Wednesday, February 12, 2020

Things Spotted While Reading the London Review of Books

I'm a bit behind here, but last week on a plane greatly enjoyed the 2 January 2020 edition of the London Review of Books. In there I found notices for, and long review essays about, various books, including the following.

David Runciman reviewed the third and final volume of Charles Moore's Margaret Thatcher: the Authorized Biography vol. III: Herself Alone (Allen Lane, 2019), 1072pp.

I've read the first volume, but not this one yet, though it sounds fascinating. I've also read several other biographies of her over the years, and some of her own works, including The Downing Street Years.

Thatcher, of course, is routinely credited for working with Ronald Reagan and Pope John Paul II in helping to dismantle the Soviet Union which destroyed so much of Eastern Christianity and so many Eastern Christians.

Also not to be missed are the uproariously funny and farouche diaries of her junior defense minister Alan Clark. I've read them probably three times over the last twenty years, and having read rather a lot of British political memoirs and diaries, can safely say nothing comes close to these.

Clark was also something of an historian manqué, and his scathing book of British military leadership during the Great War, The Donkeys, is a quick, devastating, but not entirely fair critique.


The highlight of this issue for me was a long essay by Jean McNicol discussing three new books, the first of which is Maggie Craig's When The Clyde Ran Red: A Social History of Red Clydeside.

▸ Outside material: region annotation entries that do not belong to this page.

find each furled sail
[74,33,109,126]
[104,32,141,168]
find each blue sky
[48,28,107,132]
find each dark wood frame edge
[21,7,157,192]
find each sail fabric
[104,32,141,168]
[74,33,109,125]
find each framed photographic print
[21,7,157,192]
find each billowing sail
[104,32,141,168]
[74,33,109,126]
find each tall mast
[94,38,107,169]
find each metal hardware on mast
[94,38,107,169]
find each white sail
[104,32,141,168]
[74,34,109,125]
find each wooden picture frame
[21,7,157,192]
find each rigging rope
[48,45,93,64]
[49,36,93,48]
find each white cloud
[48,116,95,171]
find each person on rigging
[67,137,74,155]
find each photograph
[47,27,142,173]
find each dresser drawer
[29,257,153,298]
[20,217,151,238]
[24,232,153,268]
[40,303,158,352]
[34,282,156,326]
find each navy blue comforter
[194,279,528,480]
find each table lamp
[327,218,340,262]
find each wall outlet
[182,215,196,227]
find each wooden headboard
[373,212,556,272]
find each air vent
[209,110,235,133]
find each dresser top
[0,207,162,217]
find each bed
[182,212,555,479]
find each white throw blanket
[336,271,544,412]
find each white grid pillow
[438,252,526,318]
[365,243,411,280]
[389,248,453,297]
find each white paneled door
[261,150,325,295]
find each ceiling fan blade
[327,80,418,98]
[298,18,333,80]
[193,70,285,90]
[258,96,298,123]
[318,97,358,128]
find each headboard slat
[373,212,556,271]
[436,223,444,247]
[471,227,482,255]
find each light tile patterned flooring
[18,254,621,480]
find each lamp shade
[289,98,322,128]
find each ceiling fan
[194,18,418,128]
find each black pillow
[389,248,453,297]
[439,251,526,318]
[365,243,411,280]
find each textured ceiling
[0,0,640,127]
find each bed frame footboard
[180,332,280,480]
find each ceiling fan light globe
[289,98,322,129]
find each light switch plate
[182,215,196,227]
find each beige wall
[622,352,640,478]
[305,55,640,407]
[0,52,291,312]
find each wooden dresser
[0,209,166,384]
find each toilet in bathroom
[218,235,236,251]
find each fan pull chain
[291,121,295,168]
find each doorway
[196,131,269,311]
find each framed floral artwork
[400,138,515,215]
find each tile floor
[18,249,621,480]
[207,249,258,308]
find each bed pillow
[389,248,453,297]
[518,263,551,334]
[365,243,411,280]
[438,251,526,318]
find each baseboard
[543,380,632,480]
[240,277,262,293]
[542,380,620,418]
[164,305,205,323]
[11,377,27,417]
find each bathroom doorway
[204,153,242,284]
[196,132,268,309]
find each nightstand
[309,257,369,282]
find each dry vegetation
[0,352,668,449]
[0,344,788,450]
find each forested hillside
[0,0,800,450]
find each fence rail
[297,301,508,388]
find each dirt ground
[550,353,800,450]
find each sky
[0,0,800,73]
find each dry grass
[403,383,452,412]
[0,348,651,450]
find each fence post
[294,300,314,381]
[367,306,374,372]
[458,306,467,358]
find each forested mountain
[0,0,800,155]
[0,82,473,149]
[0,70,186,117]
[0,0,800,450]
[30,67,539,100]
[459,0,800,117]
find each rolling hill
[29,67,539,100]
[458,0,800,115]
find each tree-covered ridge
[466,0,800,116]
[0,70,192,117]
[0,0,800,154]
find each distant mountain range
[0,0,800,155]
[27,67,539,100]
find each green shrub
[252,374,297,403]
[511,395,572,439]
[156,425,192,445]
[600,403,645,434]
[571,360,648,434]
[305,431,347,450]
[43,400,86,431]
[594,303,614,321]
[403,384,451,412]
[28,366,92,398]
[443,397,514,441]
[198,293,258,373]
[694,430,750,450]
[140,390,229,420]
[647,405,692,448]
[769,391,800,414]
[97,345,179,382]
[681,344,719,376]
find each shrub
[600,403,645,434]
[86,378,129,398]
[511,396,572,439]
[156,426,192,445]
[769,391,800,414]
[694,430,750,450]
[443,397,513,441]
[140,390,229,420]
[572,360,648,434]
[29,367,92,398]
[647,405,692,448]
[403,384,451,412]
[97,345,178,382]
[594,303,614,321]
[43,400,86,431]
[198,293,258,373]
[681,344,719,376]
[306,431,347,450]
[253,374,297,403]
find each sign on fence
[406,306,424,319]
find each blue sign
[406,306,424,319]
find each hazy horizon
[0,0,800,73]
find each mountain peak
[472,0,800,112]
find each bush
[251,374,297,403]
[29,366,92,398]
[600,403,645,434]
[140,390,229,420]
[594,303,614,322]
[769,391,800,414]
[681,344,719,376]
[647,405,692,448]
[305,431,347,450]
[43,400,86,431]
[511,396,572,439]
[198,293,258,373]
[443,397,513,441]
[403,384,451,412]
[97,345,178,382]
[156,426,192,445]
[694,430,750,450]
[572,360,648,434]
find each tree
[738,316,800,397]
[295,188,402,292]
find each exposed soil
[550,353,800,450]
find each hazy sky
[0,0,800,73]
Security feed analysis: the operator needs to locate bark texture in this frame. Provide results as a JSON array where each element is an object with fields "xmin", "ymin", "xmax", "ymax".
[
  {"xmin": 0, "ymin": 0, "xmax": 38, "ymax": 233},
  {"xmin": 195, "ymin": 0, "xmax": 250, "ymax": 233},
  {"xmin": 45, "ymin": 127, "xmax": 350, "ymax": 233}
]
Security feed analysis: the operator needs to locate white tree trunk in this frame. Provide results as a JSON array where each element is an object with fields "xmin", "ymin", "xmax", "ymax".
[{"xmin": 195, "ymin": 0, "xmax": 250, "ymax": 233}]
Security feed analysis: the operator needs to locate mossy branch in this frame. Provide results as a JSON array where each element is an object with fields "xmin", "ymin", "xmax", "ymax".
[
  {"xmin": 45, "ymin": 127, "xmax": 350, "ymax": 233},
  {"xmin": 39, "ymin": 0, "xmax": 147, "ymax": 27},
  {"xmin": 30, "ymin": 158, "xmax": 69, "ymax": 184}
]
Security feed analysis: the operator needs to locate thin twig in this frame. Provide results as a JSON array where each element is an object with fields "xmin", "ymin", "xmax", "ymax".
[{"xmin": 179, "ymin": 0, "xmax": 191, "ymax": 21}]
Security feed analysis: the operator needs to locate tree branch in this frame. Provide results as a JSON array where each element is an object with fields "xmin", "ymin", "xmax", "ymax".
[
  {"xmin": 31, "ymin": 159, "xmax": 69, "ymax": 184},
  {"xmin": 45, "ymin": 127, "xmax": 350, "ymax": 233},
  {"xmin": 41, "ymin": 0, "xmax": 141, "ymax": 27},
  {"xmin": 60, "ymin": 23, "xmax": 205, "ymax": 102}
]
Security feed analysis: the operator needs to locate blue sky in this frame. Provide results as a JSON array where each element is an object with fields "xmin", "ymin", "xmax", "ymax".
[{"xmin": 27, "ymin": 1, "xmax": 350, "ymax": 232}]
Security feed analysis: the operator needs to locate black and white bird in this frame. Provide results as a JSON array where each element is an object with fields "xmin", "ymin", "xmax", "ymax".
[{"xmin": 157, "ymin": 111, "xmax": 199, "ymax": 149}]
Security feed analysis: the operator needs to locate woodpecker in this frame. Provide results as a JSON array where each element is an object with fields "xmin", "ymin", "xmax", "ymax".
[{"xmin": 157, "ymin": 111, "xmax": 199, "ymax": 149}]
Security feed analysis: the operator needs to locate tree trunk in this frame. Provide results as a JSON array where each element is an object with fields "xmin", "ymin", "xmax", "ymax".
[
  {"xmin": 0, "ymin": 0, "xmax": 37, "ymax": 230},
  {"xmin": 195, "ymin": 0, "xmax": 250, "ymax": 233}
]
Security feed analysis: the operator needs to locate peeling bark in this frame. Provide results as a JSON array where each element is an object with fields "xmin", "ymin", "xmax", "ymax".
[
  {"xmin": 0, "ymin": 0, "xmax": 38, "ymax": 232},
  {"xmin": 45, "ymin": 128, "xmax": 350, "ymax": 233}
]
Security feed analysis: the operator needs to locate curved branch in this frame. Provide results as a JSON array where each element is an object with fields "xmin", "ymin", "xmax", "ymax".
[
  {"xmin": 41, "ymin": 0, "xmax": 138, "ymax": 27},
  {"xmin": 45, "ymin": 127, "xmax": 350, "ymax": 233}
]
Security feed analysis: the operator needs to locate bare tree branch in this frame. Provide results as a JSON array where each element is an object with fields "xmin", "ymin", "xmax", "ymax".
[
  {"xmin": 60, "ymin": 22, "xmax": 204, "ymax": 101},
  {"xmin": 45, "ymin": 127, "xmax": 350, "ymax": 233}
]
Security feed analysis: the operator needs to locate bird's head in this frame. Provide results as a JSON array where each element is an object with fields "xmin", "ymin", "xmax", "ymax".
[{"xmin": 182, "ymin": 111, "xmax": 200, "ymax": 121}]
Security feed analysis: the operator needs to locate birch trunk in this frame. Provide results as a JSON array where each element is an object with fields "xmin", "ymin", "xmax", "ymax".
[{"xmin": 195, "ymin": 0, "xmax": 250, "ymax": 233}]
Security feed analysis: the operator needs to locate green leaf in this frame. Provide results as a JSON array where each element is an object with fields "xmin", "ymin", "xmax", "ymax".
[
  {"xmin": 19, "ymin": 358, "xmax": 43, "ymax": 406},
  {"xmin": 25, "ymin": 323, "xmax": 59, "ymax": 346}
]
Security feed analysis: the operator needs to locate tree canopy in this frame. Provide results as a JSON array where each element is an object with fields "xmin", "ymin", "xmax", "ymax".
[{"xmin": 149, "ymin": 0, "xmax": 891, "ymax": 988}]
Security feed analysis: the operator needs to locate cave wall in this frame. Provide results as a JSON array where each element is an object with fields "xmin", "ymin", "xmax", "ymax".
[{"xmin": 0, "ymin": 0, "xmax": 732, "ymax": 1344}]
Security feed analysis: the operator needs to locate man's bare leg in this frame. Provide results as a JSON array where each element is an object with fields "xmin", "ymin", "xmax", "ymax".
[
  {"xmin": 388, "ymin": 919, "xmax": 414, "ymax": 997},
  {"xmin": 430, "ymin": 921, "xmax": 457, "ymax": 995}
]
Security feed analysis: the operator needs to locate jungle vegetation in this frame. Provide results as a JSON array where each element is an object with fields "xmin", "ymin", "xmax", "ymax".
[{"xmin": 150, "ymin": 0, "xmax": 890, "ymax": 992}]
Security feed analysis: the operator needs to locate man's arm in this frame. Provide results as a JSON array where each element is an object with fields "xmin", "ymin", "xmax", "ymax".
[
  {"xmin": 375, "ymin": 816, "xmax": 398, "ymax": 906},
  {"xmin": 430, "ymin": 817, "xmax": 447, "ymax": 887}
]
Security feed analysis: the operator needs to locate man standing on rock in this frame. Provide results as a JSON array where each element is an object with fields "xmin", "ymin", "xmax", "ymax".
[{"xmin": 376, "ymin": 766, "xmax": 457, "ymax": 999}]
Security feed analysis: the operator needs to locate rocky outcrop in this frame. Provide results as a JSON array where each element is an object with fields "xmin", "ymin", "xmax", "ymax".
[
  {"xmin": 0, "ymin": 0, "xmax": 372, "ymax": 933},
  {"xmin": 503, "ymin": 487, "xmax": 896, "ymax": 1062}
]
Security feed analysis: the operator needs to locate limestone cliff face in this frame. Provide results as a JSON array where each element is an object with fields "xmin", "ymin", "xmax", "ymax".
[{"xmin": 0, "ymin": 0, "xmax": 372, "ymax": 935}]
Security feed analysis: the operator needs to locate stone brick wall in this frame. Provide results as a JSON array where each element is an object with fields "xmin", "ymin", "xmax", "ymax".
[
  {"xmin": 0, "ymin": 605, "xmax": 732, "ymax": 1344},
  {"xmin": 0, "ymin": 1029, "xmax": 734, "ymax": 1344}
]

Socialism here in this time was not just a program of political revolution, though it was that, and awakened close and ongoing interest on the part of Lenin and others in Russia. Socialism here, according to Craig's book (quoting an article in the Times from 1922) included
‘Socialist study circles, socialist economics classes, socialist music festivals, socialist athletics competitions, socialist choirs, socialist dramatic societies, socialist plays – these are only a few of the devious ways in which they attempted to reach the unconverted.’ 
This essay and the books awaken a feeling of personal albeit distant connection insofar as my maternal great-grandfather was a ship-builder along the River Clyde in the late 19th and early 20th century. McNicol's essay, "The Atmosphere of the Clyde," does a splendid job of capturing the sense of social and economic tumult, suffering, but also real progress especially during and right after the Great War.

The Clyde was then, and for some time afterwards remained, one of the largest shipbuilding sites in the whole of the British Empire, employing tens of thousands at its height, including the long-suffering John Maclean: Hero of Red Clydeside, the second book reviewed here and written by Henry Bell. MacLean and others fought for just wages, rent reforms, adequate housing, and a 40-hour work week among other things we now take for granted.

The third book is Glasgow 1919: the Rise of Red Clydeside by Kenny MacAskill, who is a sitting MP for the Scottish National Party.

About this book the publisher tells us this:
On the 31st January 1919 Glasgow was in the midst of a strike for a 40-hour week. A demonstration in George Square saw the Red Flag hoisted and panicked police baton charge the milling crowd.
The War Cabinet in London monitoring the developing situation had declined pre-emptive arrests of strike leaders, but now unleashed the military. That evening 10,000 British soldiers started to arrive in the city, supported by tanks and guns. Howitzers protruded from the City Chambers and barbed wire surrounded it. Armed soldiers guarded critical sites and tanks were based at the cattle market. Images of these events have entered collective memory of the city's inhabitants.
In context this was a time when fears of Bolshevism were spread amongst western ruling elites. The first month of January saw western allied troops fighting in Russia, Trotsky leading the Red Army in Poland, the Spartacist Rebellion suppressed in Germany and the Irish Republic declared by victorious Sinn Fein MPs. Glasgow, crucial to Britain's war effort was conversely, one of the most deprived cities in Europe, and ripe for change. It was a world in turmoil.